- Associated Press - Thursday, October 2, 2014

TUSCALOOSA, Ala. (AP) - His reflection took him back in history, placing him alongside the American soldiers etched in the black granite of the Wall of Remembrance. Looking at the 19 stainless steel statues of the Korean War Memorial, James Gilliland recognized himself - a gunner in the Marine Corps in 1952 - in one of the soldiers.

He said he remembers digging foxholes - holes deep enough to kneel in - to protect himself from the enemy’s bullets. He said he remembers sleeping on hard ground, when he wasn’t on lookout duty, with his machine gun tucked close by his side. He said he remembers frigid winters and walking, a lot, in what he called Mickey Mouse boots.

“(The Korean War Memorial) brought back memories of the things people sacrificed,” Gilliland said. “I helped earn that memorial.”

Gilliland was one of 84 World War II and Korean War veterans to make the one-day trip on the fifth Tuscaloosa Rotary Flight to Washington, D.C., Wednesday to visit the war memorials.

The veterans and their guardians - children, grandchildren, great grandchildren and other family members - visited Arlington National Cemetery and the Iwo Jima memorial in Arlington, Va., and the World War II, Korean War, Vietnam, Franklin D. Roosevelt and Lincoln memorials in Washington.

Chuck Turner, president of the Rotary Club of Tuscaloosa, said the organization joined the national Honor Flight Network in 2010 because it is important to honor veterans with the respect they deserve and to show younger generations the sacrifices made for our freedom.

“It’s really to honor those that have served and paid the price,” Turner said. “These people built a nation with their sacrifice.”

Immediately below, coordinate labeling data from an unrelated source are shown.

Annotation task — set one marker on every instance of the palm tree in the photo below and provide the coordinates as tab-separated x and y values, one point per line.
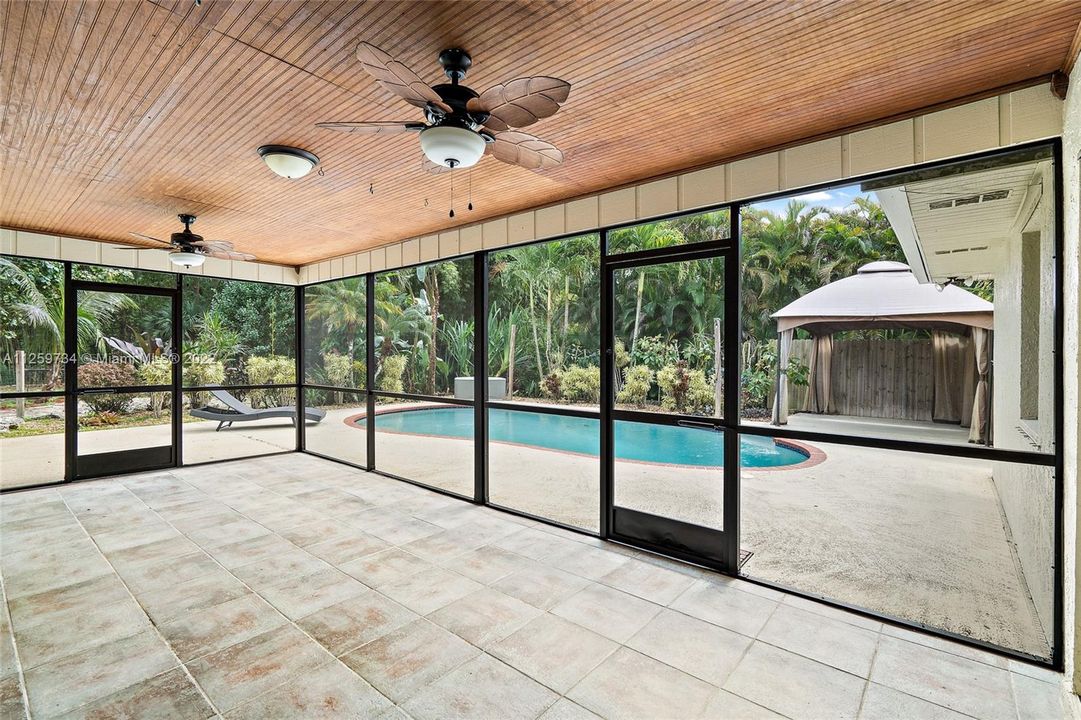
40	314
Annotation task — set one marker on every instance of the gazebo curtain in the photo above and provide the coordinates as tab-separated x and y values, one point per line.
982	401
779	415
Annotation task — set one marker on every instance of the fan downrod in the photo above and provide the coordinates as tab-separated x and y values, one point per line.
455	63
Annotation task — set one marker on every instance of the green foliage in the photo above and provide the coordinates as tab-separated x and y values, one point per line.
684	390
582	384
637	383
158	371
107	374
654	352
390	373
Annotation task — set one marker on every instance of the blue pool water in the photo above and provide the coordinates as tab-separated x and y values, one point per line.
634	441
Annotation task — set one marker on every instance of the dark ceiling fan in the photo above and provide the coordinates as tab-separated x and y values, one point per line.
462	125
189	250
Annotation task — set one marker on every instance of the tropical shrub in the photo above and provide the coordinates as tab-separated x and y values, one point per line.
390	373
337	369
270	370
654	352
582	384
552	386
684	390
636	385
157	371
106	374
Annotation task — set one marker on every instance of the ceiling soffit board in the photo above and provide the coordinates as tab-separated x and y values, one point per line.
120	115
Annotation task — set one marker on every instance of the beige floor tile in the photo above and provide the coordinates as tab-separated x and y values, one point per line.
793	685
882	703
401	663
444	546
827	640
205	630
167	603
736	610
77	629
56	603
168	573
485	564
829	611
330	691
629	684
482	689
648	581
1037	700
539	585
276	569
254	549
350	547
304	595
93	674
250	668
168	696
554	651
430	589
586	561
697	648
606	611
484	616
385	568
725	706
945	679
564	709
355	622
11	698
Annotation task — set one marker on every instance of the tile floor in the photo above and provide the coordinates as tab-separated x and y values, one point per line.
294	587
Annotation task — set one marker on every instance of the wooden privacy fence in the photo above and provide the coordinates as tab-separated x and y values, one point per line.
878	378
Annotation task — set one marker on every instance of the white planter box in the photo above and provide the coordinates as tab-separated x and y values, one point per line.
496	388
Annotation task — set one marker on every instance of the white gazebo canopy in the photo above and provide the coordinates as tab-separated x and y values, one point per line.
885	294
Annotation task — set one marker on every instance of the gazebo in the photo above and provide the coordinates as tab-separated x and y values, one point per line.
884	295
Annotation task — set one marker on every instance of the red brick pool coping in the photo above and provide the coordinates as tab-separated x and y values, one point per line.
814	455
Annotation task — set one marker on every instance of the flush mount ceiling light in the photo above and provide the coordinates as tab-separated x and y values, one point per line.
287	161
185	258
451	146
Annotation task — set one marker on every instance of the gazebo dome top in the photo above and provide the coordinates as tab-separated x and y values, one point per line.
885	294
883	266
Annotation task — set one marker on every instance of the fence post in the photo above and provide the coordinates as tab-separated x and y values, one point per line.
718	372
19	383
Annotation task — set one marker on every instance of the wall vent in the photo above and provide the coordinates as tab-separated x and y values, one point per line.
969	200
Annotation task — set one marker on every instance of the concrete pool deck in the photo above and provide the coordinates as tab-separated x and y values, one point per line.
918	537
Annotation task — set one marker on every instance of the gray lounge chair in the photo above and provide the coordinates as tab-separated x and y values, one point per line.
241	412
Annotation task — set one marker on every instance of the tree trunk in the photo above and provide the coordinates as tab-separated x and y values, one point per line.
536	337
510	363
638	311
432	350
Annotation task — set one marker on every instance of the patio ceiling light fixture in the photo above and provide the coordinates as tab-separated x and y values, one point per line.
291	162
185	258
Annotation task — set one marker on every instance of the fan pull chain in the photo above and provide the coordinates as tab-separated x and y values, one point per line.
452	192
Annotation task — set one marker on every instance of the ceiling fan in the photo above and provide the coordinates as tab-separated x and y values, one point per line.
190	250
462	125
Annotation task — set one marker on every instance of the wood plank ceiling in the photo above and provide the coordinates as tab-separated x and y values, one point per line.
119	114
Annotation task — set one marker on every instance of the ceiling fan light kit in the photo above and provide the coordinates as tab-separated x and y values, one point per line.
291	162
184	258
462	124
451	146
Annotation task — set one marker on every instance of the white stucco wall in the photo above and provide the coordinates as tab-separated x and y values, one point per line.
1071	373
1027	492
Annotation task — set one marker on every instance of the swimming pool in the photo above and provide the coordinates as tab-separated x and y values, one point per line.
634	441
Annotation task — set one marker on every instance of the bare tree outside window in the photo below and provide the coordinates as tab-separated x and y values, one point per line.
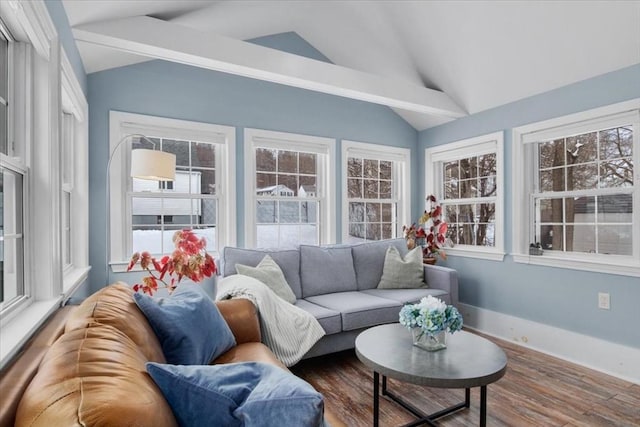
470	189
287	200
577	207
372	207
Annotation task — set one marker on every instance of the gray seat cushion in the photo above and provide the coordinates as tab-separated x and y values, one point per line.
411	296
368	260
325	269
330	320
358	309
287	260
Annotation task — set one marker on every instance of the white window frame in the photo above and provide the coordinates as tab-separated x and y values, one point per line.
479	145
35	95
122	124
326	150
401	170
524	138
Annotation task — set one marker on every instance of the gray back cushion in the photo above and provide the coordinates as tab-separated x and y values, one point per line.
368	260
287	259
326	269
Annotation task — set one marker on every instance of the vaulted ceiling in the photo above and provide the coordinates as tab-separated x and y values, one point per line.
432	61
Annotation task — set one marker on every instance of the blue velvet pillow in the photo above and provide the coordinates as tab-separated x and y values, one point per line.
238	394
188	324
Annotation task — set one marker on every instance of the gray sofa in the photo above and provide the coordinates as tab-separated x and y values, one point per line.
337	284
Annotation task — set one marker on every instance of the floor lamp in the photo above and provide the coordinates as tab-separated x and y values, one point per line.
145	164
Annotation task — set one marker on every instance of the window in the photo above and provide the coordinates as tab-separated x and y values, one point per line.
287	181
376	189
201	197
12	178
465	177
581	187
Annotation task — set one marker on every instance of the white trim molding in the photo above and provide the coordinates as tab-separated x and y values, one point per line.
470	147
610	358
523	184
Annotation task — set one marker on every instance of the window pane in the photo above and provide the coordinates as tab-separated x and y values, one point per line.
615	239
11	238
373	212
615	209
582	148
356	212
371	168
180	148
289	212
370	189
354	167
308	163
287	161
266	212
203	155
266	159
616	173
354	188
265	180
385	169
616	143
287	185
468	168
582	177
581	238
551	154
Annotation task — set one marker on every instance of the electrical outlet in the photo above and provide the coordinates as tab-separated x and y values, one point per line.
604	301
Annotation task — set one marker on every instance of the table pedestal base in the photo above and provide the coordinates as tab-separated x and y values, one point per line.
423	418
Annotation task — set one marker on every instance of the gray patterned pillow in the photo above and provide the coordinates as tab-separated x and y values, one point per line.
398	273
269	273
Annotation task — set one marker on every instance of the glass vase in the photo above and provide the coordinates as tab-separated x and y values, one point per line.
429	341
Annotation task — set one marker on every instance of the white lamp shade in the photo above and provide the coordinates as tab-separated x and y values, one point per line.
153	165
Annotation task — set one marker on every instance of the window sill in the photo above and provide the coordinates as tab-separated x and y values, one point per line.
22	326
73	278
600	264
479	253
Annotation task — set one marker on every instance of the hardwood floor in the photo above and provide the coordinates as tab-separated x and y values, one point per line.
537	390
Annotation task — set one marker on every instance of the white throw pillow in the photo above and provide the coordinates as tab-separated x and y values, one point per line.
399	273
269	273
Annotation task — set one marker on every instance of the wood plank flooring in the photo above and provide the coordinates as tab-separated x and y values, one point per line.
537	390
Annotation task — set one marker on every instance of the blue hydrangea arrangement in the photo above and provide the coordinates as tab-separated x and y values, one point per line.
431	315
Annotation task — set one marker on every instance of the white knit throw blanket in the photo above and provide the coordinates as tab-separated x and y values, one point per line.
286	329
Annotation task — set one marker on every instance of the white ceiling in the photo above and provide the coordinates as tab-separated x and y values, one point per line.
481	54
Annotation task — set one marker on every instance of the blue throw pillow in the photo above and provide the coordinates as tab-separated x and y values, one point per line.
188	324
238	394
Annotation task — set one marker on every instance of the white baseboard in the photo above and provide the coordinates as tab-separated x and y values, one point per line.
594	353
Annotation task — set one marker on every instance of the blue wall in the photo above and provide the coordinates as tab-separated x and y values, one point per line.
559	297
61	22
173	90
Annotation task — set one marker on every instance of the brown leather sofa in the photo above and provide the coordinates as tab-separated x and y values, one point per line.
86	367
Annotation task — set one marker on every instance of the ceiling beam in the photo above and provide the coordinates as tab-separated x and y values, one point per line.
159	39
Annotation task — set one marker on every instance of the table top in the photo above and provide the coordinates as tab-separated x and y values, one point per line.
468	361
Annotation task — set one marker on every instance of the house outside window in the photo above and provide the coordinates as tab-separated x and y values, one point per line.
376	191
582	189
466	178
200	198
287	177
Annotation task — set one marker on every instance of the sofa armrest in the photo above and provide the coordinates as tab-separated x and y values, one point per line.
443	278
242	317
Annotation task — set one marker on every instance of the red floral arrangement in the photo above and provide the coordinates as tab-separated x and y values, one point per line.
431	234
190	259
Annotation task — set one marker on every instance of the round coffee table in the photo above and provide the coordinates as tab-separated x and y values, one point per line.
468	361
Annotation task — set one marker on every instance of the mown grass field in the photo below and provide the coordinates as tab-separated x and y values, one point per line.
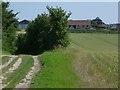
90	61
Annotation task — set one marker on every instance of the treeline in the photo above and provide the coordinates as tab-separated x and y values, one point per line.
9	27
46	32
93	31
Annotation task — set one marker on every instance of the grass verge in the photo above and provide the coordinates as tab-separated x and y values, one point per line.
10	65
19	74
5	59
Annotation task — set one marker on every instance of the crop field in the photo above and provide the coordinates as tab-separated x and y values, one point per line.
95	59
90	61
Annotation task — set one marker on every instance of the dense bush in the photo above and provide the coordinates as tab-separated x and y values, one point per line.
46	32
92	31
9	27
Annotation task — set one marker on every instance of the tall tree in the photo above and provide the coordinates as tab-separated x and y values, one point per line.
9	26
97	23
58	22
46	32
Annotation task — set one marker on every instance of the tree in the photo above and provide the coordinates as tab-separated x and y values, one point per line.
9	26
46	32
97	23
58	21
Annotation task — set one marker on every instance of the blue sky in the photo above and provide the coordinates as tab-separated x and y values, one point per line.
107	11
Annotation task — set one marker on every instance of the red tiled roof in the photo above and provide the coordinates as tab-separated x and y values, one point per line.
79	22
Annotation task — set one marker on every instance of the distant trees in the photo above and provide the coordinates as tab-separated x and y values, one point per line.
9	26
46	32
97	23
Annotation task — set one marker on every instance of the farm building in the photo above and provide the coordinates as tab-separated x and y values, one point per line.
79	24
115	26
23	24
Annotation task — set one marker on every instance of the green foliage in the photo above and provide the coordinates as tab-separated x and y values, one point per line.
97	23
57	71
9	39
93	31
58	22
9	27
47	31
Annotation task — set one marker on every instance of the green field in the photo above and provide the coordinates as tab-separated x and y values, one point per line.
90	61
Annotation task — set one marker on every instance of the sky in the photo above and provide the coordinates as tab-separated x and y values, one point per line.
107	11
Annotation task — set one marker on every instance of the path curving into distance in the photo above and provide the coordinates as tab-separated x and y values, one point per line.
11	70
25	83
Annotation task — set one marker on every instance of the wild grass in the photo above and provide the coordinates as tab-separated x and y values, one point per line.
5	59
19	74
10	65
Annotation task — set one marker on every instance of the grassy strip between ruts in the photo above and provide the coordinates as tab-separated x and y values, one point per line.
19	74
10	65
57	71
5	59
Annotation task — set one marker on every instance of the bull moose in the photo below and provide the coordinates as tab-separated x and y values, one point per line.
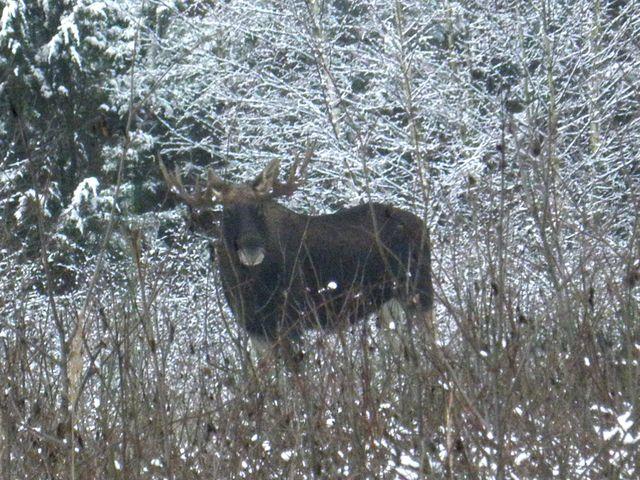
283	272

The organization charters a plane and buses and provides meals throughout the day on each trip at no cost to terminally ill or elderly WWII and Korean War veterans. Turner said the organization pays for the trips through fundraisers and guardian fees. It costs approximately $80,000 per trip.

“A number of people in World War II have health issues or can’t afford to go, so the idea is to enable (veterans) to see their memorials,” he said. “A lot of these veterans haven’t been to their memorial.”

The visit was a first for Navy WWII veteran Pete Megois. He stood still among the crowd milling about in wheelchairs, on bikes, scooters and on foot in the middle of the WWII Memorial.

“It touches you,” he said. “I had a lot of good friends killed in World War II. If they could just see it.”

Megois said his only hope is that no one forgets what happened in WWII.

“I’m afraid time is going to wipe it away,” he said.

He said that with two cancers and three strokes over the past few years, this will be his first and last trip to the memorials.

It was Gilliland’s third trip, but he had never seen his memorial, a memorial that drudged up memories so painful, he got a faraway look in his eyes and grimaced, saying, “I can’t tell a story. I don’t want to tell a story.”

“Throughout the course of the day, I think some memories and realities (from the war) flow back to them,” Turner said. “At the end of the day, I think they’re humbled that somebody would do this for them.”